When he learns that they're fleeing Dagmar's bandit group, he tells them that Dagmar was subjected to ordeal by water after her village was hit by the plague. Both of Dagmar's children died, and she barely escaped with her life. When Dagmar shows up at the cabin, Trygve attempts to reason with her, but she becomes enraged when Arvid suggests they allow Signe and Frigg to escape. Dagmar kills Arvid and Trygve is killed by the two remaining bandits Grim and Skjalg. Meanwhile the girls escape through the rear. The bandits eventually corner the girls at a cliff. Dagmar promises to allow Signe to live if Frigg surrenders. Signe, knowing that Dagmar will not keep her word, jumps off the cliff just as Dagmar signals Grim to kill her.

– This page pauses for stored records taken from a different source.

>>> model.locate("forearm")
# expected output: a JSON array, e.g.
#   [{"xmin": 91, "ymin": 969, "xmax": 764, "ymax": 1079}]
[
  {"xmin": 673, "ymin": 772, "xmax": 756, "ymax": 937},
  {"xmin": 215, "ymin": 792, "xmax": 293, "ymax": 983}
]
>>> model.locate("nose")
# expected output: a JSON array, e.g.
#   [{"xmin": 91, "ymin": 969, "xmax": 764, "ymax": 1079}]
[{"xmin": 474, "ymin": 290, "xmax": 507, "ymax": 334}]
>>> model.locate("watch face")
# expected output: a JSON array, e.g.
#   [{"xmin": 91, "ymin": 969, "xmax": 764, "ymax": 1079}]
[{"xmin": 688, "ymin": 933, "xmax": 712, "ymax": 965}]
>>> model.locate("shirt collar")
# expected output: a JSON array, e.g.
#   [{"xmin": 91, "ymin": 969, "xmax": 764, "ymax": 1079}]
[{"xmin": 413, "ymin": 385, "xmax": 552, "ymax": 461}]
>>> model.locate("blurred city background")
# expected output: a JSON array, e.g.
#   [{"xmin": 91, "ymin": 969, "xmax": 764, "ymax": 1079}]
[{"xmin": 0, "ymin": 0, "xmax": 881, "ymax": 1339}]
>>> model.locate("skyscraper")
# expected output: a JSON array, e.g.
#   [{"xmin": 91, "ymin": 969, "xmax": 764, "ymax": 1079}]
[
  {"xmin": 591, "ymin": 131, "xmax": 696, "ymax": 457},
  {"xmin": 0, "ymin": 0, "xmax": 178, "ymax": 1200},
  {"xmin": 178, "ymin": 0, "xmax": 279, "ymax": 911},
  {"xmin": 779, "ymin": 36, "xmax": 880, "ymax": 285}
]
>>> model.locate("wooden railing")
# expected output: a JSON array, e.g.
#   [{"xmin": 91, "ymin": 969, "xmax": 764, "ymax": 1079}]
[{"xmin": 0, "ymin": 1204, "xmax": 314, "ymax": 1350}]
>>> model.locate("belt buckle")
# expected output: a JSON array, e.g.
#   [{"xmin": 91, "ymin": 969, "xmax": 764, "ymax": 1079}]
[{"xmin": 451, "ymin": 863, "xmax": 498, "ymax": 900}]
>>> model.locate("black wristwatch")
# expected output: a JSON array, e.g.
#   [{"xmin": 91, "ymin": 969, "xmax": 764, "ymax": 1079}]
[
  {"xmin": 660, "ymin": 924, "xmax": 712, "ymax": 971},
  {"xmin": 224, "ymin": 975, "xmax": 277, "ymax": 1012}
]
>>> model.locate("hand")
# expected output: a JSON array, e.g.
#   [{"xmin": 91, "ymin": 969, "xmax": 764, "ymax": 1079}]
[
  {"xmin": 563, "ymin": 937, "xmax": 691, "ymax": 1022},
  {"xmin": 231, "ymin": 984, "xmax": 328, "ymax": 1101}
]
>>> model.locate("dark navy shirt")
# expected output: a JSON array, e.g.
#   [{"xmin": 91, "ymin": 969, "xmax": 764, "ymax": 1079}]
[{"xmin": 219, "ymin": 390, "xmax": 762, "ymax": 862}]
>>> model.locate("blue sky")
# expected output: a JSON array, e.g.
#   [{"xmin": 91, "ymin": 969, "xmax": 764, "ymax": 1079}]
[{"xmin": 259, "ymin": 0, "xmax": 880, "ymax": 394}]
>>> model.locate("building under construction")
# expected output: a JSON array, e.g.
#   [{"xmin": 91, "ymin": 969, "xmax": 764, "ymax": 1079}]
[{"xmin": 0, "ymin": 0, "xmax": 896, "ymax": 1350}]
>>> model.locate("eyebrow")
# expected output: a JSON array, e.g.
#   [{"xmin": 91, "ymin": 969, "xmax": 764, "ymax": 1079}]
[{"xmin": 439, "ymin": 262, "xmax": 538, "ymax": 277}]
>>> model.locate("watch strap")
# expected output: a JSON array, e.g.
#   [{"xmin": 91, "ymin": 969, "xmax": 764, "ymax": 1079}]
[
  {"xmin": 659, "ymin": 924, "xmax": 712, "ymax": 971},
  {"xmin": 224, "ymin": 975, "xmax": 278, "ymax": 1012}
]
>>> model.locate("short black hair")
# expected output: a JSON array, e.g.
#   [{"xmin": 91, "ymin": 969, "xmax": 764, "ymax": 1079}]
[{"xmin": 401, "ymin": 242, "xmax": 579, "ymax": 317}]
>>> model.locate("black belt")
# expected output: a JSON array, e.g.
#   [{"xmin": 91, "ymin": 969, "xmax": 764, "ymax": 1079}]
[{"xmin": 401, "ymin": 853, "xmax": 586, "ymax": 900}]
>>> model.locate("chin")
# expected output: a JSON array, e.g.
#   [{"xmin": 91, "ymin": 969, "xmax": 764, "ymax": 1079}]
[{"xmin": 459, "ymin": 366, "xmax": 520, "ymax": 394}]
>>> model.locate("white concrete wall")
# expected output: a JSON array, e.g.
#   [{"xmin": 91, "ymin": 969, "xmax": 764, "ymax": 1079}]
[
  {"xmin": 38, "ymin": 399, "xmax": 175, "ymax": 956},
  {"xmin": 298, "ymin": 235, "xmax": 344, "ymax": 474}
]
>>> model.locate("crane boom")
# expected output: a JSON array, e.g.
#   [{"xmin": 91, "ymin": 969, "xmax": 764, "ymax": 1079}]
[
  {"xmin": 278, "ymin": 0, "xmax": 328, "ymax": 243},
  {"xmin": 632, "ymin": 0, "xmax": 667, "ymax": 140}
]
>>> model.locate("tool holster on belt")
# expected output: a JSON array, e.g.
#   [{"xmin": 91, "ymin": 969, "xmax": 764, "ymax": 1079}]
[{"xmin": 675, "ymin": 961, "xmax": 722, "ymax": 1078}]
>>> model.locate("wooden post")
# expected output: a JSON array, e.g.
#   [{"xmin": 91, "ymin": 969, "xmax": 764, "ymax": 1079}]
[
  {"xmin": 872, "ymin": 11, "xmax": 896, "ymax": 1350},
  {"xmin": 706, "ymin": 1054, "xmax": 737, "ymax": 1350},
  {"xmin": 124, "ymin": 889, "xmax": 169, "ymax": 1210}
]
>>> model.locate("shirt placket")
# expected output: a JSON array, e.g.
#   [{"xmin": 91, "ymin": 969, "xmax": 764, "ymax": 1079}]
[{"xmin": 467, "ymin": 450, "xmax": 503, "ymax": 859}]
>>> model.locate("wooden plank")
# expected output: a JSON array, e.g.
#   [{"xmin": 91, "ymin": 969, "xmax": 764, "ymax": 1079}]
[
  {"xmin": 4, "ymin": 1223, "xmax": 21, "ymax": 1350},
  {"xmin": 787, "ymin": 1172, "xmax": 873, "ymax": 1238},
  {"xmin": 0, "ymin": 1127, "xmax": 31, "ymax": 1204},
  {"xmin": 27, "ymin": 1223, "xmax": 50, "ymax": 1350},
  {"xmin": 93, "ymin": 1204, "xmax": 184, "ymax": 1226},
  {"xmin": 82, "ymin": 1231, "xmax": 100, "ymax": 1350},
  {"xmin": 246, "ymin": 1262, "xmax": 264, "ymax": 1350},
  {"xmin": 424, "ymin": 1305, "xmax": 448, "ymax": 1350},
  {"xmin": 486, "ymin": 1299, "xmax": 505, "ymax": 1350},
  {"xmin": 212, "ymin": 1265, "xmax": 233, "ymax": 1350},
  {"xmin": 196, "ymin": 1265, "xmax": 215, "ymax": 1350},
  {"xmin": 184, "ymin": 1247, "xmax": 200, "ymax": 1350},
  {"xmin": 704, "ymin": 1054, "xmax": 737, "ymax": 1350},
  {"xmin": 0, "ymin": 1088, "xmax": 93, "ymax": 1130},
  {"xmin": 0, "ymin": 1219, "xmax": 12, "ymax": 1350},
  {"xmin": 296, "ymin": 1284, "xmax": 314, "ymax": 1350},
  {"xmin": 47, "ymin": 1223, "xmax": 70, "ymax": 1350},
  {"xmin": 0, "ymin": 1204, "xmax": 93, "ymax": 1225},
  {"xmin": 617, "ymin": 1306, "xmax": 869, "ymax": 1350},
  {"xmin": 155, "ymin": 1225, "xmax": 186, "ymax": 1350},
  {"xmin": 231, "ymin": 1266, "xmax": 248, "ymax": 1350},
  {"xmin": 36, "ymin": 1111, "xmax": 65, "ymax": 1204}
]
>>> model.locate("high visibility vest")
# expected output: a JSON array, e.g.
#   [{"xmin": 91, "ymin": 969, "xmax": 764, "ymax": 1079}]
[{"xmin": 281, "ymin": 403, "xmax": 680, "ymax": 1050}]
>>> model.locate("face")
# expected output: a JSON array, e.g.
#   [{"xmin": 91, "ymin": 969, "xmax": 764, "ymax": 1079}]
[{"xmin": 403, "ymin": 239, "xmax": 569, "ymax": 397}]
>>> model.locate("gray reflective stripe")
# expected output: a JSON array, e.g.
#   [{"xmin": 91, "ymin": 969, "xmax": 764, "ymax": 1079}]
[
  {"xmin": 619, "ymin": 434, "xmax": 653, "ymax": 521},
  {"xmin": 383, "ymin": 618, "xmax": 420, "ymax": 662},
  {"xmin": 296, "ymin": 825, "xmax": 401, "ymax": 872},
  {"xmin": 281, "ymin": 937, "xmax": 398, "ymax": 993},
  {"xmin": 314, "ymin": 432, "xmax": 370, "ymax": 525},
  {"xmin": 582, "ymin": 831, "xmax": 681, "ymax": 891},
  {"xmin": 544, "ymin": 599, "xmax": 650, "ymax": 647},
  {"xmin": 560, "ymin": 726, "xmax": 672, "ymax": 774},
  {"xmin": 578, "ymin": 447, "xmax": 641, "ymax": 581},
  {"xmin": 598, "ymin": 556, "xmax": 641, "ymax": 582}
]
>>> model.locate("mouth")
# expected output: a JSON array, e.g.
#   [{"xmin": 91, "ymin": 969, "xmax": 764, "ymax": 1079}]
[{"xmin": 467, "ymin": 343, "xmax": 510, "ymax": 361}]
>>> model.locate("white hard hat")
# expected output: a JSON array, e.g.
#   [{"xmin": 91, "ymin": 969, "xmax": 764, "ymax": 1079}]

Signe survives her fall, and, after dreaming of her murdered family, buries Trygve. After retrieving his spear, she goads Skjalg into chasing her and uses it to impale him as Trygve taught her. Her next trap fails to kill Grim, and she is forced to use a bow and arrow to shoot him, a weapon that her father had unsuccessfully attempted to teach her earlier. Her first shot misses. Remaining calm, she hits and kills Grim with her second shot. Dagmar uses Frigg as bait to lure Signe. As Signe frees the bound girl, Dagmar attacks. As Dagmar drowns Signe in a river, Frigg calls out to her, addressing Dagmar as her mother. Dagmar turns toward her joyously, and Signe kills Dagmar while her back is turned. Together, the girls bury Signe's family, and Signe hands Frigg a necklace she made for her brother. When Frigg asks what the rune on it means, Signe explains that it means "family".

== Cast ==
- Isabel Christine Andreasen as Signe
- Ingrid Bolsø Berdal as Dagmar
- Milla Olin as Frigg
- Tobias Santelmann as Arvid
- Bjørn Moan as Loke
- Hallvard Holmen as Harald
- Iren Reppen as Synnøve
- Hans Jacob Sand as Trygve
- Martin Slaatto as Brynjar
- Kristian Espedal as Grim
- Richard Skog as Skjalg
- Eirik Holden as Tormod

== Production ==
Shooting took place in Sirdal Municipality, Norway. The bandits were intended to be surviving followers of the old Æsir-religion, but all references to this were deleted from the final film. The scene where Signe and Frigg climb across the chasm was filmed using two meter-high rocks at the side of a regular road and the chasm was added digitally in post-production.

== Release ==
Escape premiered at the 2012 Slash Film Festival on 20 September and had its Norwegian theatrical premiere on 27 September.

== Reception ==
Alissa Simon of Variety wrote: "This simple but adrenaline-fueled survival tale boasts impressively muscular direction from Norwegian director Roar Uthaug". Thomas Spurlin of DVD Talk rated it 3/5 stars and wrote: "The visual tone, raw energy, and an absorbing pair of performances from Isabel Christine Andreasen and Ingrid Bolso Berdal elevate the simple-focused depiction of two girls' escape, a tense rush through picturesque landscapes that compensates for unlikelihood with sheer edge". Bill Gibron of DVD Verdict wrote: "If you want something a bit different in the one against nature subgenre, Escape will entertain. Just get all images of Katniss Everdeen and her kid killing contest out of your mind and you'll enjoy this".